I read your impressive paper and thank you for releasing the training script. I am trying to reproduce the results on DSing (train30) but I encounter some problems.
My training gets overfitting quickly. I compared the train_log.txt and found that the training losses are in the same range as yours, but my validation losses and WER/CERs, are much higher. I guess that's why the lr scheduler reduces the lr faster than expected, and leads to the overfitting problem. Below is my training log for the fine-tune experiment:
epoch: 1, lr_model: 3.00e-04, lr_wav2vec: 1.00e-05 - train loss: 1.55 - valid loss: 1.23, valid ctc_loss: 2.15, valid seq_loss: 1.00, valid CER: 33.66, valid WER: 49.62
epoch: 2, lr_model: 3.00e-04, lr_wav2vec: 1.00e-05 - train loss: 1.30 - valid loss: 1.33, valid ctc_loss: 2.73, valid seq_loss: 9.79e-01, valid CER: 62.26, valid WER: 93.71
epoch: 3, lr_model: 2.40e-04, lr_wav2vec: 9.00e-06 - train loss: 1.22 - valid loss: 1.46, valid ctc_loss: 3.29, valid seq_loss: 1.00, valid CER: 90.94, valid WER: 1.45e+02
epoch: 4, lr_model: 1.92e-04, lr_wav2vec: 8.10e-06 - train loss: 1.18 - valid loss: 1.47, valid ctc_loss: 3.54, valid seq_loss: 9.49e-01, valid CER: 99.51, valid WER: 1.55e+02
epoch: 5, lr_model: 1.54e-04, lr_wav2vec: 7.29e-06 - train loss: 1.15 - valid loss: 1.39, valid ctc_loss: 3.18, valid seq_loss: 9.40e-01, valid CER: 82.79, valid WER: 1.19e+02
First, I thought there is something wrong with my dev set.
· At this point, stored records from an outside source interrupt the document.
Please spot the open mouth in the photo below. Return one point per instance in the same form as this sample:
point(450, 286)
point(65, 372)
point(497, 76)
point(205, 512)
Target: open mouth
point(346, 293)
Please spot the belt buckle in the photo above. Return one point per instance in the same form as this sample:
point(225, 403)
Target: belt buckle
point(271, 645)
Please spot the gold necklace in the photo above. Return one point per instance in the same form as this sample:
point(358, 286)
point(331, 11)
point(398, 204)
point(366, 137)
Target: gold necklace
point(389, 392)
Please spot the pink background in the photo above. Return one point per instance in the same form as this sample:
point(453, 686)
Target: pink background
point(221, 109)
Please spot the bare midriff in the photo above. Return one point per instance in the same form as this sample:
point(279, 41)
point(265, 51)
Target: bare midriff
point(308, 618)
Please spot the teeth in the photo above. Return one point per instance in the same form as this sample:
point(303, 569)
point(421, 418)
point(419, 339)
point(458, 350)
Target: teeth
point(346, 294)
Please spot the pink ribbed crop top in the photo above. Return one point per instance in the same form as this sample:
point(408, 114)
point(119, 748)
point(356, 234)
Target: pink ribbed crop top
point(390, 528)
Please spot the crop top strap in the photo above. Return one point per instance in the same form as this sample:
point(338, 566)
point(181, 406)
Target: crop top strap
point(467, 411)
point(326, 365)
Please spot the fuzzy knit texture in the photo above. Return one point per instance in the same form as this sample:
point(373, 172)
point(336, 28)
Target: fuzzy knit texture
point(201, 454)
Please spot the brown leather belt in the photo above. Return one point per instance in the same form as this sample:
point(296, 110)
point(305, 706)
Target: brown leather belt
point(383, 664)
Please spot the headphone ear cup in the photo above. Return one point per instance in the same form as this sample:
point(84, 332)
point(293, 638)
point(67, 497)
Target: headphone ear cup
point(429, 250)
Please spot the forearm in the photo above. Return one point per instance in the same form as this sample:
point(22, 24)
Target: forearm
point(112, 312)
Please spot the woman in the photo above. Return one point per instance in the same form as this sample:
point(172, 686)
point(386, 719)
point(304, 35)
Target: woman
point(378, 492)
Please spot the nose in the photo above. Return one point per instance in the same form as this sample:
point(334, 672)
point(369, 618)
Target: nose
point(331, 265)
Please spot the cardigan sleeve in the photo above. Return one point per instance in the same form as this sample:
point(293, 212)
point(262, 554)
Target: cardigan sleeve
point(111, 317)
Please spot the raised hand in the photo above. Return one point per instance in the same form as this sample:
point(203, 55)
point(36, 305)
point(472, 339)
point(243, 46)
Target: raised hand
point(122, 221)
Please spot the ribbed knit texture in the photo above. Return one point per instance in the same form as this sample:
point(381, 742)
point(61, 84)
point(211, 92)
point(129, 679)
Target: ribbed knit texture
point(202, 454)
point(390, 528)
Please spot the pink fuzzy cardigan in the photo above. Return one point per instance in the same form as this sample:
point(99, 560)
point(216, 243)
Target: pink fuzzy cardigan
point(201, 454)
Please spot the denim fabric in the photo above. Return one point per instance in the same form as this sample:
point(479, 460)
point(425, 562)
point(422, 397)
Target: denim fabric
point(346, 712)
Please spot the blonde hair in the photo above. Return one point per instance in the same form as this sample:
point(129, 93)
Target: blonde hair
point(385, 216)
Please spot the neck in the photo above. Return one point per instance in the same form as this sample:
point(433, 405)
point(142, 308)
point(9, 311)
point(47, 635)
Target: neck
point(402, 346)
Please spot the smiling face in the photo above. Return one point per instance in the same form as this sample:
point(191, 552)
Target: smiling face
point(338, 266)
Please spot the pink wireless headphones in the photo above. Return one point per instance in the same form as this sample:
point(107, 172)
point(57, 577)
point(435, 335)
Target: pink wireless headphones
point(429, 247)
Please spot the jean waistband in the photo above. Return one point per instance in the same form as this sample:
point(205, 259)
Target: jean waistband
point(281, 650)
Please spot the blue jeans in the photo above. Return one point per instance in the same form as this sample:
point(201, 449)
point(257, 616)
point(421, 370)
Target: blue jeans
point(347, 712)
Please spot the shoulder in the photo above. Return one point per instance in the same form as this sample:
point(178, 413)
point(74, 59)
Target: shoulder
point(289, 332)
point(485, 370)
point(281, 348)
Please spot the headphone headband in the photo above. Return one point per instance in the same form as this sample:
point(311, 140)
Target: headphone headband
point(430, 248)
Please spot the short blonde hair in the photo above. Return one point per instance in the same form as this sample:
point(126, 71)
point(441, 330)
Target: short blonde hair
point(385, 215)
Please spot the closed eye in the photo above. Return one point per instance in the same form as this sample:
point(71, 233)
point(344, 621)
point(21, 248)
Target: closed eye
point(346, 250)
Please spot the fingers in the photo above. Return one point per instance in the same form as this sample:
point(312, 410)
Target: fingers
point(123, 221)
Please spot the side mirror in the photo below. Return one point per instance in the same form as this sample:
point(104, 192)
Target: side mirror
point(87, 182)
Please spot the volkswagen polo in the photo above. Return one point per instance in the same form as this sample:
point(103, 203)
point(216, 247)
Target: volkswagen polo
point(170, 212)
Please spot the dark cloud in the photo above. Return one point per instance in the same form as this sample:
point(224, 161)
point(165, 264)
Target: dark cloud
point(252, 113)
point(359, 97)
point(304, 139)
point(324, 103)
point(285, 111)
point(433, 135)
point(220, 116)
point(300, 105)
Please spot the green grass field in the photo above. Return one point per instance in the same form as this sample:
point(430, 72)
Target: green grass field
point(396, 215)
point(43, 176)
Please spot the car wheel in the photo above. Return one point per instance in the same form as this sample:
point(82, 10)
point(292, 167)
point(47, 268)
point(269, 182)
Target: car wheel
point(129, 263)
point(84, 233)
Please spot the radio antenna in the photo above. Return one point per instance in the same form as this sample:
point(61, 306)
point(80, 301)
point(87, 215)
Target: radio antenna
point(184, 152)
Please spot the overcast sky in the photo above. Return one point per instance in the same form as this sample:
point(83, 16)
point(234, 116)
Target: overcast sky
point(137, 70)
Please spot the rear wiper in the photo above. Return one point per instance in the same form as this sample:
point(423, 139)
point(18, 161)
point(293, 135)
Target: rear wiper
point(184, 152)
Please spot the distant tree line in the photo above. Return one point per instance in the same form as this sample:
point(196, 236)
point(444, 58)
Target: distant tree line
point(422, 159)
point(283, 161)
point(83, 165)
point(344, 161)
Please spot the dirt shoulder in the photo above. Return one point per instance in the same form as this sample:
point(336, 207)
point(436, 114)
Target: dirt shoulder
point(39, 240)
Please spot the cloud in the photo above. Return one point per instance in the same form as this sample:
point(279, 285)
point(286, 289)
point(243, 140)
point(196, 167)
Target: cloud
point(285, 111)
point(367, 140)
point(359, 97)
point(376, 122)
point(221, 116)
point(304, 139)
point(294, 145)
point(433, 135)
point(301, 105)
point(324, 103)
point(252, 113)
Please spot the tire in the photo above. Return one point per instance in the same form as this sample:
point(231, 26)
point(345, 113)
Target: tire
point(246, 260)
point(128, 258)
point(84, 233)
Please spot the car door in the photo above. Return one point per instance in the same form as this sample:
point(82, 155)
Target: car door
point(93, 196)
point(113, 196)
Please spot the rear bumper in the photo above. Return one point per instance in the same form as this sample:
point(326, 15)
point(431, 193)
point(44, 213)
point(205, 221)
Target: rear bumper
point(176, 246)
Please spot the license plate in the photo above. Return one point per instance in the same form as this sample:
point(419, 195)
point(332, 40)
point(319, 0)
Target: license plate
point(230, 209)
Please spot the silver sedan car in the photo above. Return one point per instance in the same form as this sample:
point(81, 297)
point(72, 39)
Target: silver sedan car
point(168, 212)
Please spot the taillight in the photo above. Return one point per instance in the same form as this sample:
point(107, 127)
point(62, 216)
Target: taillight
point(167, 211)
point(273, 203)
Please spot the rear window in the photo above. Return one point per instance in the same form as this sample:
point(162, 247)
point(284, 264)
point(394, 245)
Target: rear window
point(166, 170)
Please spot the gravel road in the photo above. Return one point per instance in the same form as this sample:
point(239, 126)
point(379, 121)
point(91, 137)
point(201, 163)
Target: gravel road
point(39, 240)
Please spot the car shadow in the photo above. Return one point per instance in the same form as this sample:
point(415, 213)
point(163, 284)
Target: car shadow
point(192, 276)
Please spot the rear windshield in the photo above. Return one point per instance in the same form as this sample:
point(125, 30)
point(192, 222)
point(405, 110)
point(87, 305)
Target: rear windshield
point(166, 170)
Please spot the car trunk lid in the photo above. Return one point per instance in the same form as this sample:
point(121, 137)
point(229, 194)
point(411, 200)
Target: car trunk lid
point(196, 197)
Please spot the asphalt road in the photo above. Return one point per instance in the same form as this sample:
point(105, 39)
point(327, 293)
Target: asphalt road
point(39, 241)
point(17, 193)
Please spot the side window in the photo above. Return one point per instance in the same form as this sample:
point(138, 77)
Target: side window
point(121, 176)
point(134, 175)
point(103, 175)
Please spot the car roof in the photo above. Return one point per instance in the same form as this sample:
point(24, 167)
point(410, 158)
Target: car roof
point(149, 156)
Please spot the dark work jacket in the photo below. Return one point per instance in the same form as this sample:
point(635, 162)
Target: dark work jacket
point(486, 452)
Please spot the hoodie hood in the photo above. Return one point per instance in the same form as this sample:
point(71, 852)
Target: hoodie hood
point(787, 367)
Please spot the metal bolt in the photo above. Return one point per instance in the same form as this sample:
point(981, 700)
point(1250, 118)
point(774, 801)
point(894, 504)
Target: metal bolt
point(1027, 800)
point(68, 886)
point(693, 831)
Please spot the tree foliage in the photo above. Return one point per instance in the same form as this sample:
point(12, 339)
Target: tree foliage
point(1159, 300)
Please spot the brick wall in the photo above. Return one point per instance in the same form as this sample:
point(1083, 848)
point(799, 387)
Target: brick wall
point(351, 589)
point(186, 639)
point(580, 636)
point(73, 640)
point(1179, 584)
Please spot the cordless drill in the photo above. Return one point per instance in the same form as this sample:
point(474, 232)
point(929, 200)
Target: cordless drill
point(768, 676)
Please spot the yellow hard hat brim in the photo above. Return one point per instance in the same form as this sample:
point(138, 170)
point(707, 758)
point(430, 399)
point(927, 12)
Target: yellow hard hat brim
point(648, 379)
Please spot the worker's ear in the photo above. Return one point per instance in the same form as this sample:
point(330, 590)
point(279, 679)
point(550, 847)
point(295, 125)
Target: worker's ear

I tried inferencing on my dev and test set using the checkpoint you provide, and it gives a WER/CER similar to what you reported. Now I am confused and want to ask for help. Any insights would be appreciated.
I prepared my dev set using my own script and it should be doing the same thing as the Kaldi recipe, except that some problematic files are excluded. I ended up having 408 songs, which is a subset of the standard 482 songs.